The device (Fig. 1) consists of input- Htijx terminals for connecting the A, B, € phases of the power supply network to which the first voltage multiplication stage is connected, consisting of the main diodes 1, f5 2 additional diodes 3, 4 and capacitive drives the form of capacitors 5 and 6.

The anode of diode 1 and cathode of diode 2 are connected to the input terminal for connecting the phase C of the mains. The cathode of diode 1 is connected to the anode of diode 3 and through capacitor 5 to the input terminal for connecting phase A to the power supply network. The anode of diode 2 is connected to the cathode 55 of diode 4 and through capacitor 6 to the input terminal for connecting phase B of the power supply network Cathode of diode 3 The diode 4 and the diode 4 form the output of the first stage, to which in series 40 are connected n stages (in this case n - 2) multiplying the voltage. The first additional stage includes diodes 7, 8 and 9, 10, two chains of accumulative elements (capacitors) 11-14, two connected in series in each, and two switching elements 15, 1bo. Diodes 7, 9 are connected in series. The anode of diode 7 is one of the inputs of the second stage of the kad, connected to the cathode of diode 3, with the free plate of the capacitor 11 and with one of the commutation terminals includes the same elements as the second voltage multiplier, capacitors 21-24 and switching elements 25, 26, connected in the same way, with the output of the last voltage multiplier stage forming the output terminals for connecting the load 27 "A chain of series-connected output capacitors 28, 29 is connected between the output outputs. first capacitors compounds chains multiplying stages, namely capacitors II, 12, 21, 22 and you Khodnev capacitors 28, 29 are combined to form a common terminal that is grounded on

The device according to FIG2 differs from the device pa, figo, as the alternating voltage source with a grounded pole is used as a power source.
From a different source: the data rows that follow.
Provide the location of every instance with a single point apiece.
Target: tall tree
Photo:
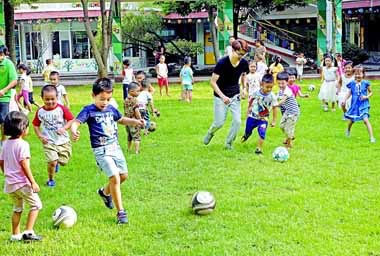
(9, 13)
(100, 54)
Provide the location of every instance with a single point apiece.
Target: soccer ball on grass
(280, 154)
(64, 217)
(203, 203)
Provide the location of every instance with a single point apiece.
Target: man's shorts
(111, 160)
(60, 153)
(25, 194)
(4, 110)
(288, 124)
(187, 87)
(133, 133)
(163, 81)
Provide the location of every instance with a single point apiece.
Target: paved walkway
(81, 79)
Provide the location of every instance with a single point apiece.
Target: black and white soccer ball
(203, 203)
(311, 88)
(64, 217)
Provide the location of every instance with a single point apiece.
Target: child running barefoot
(361, 91)
(187, 80)
(102, 120)
(25, 83)
(162, 75)
(289, 109)
(346, 78)
(19, 180)
(259, 108)
(252, 80)
(330, 78)
(55, 120)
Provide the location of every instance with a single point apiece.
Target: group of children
(51, 124)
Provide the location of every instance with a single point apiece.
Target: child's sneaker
(208, 138)
(15, 238)
(30, 237)
(122, 217)
(50, 183)
(106, 199)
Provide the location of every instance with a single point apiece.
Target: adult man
(260, 51)
(225, 83)
(8, 80)
(228, 49)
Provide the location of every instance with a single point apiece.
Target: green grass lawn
(324, 201)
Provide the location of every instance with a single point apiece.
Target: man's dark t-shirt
(229, 75)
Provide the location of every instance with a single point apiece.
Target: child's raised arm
(130, 121)
(74, 130)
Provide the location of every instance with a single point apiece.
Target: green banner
(225, 25)
(2, 24)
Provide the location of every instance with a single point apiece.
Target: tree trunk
(102, 67)
(214, 35)
(9, 28)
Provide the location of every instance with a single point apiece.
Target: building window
(32, 45)
(80, 45)
(61, 44)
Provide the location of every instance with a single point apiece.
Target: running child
(289, 109)
(346, 78)
(252, 80)
(360, 90)
(25, 84)
(54, 119)
(102, 120)
(131, 110)
(162, 75)
(187, 80)
(47, 70)
(296, 89)
(330, 78)
(62, 96)
(128, 76)
(19, 181)
(260, 105)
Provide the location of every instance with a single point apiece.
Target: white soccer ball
(280, 154)
(311, 88)
(203, 203)
(64, 217)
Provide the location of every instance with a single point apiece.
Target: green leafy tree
(9, 13)
(105, 33)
The device in FIG. 2 differs from the device in FIG. 2 in that the A and B phases of the three-phase power source are used as the power source, and the two-position switches 31, 32 are used as the switching elements, and additional ground-mounted diodes 33-36, the presence of which is not necessary to ensure the operability of the device. If necessary, the load 27 can be switched on to half the output voltage of the last stage, as shown in fig.
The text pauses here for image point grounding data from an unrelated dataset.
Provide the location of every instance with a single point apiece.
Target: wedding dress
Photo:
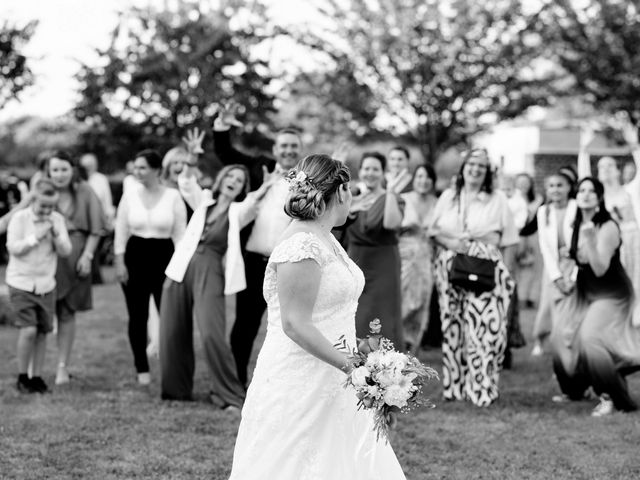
(298, 421)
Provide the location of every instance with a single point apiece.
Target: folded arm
(298, 286)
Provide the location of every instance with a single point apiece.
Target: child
(35, 238)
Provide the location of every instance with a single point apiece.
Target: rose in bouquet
(385, 380)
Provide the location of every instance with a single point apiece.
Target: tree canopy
(15, 74)
(439, 70)
(596, 43)
(160, 74)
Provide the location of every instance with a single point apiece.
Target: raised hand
(193, 141)
(225, 116)
(630, 133)
(588, 232)
(342, 151)
(587, 134)
(362, 202)
(399, 182)
(268, 180)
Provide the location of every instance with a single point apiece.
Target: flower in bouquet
(384, 379)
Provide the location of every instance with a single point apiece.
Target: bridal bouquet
(386, 380)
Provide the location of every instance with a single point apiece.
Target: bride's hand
(392, 420)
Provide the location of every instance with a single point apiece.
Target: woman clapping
(473, 219)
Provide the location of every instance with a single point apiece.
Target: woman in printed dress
(473, 219)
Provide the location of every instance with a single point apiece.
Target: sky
(68, 33)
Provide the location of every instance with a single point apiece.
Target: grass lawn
(104, 426)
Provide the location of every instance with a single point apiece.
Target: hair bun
(312, 185)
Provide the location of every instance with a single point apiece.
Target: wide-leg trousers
(199, 296)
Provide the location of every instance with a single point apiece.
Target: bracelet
(347, 367)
The device of FIG. 4 differs from the device in that the first chains of accumulative elements of each additional stage of voltage multiplication are made in the form of a single capacitor 37 (38). The output chain is also made as one

The device of FIG. 4 differs from the device in that the first chains of accumulative elements of each additional voltage multiplier stage are made in the form of a single capacitor 37 (38). The output chain is also made as one

15. Diodes 8, 10 are connected in series. The cathode of the diode 8 in the –5 "capacitor 39". The source is supplied with another input of the cascade and the power supply is used single-phase with the anode 4, the free plate of the network.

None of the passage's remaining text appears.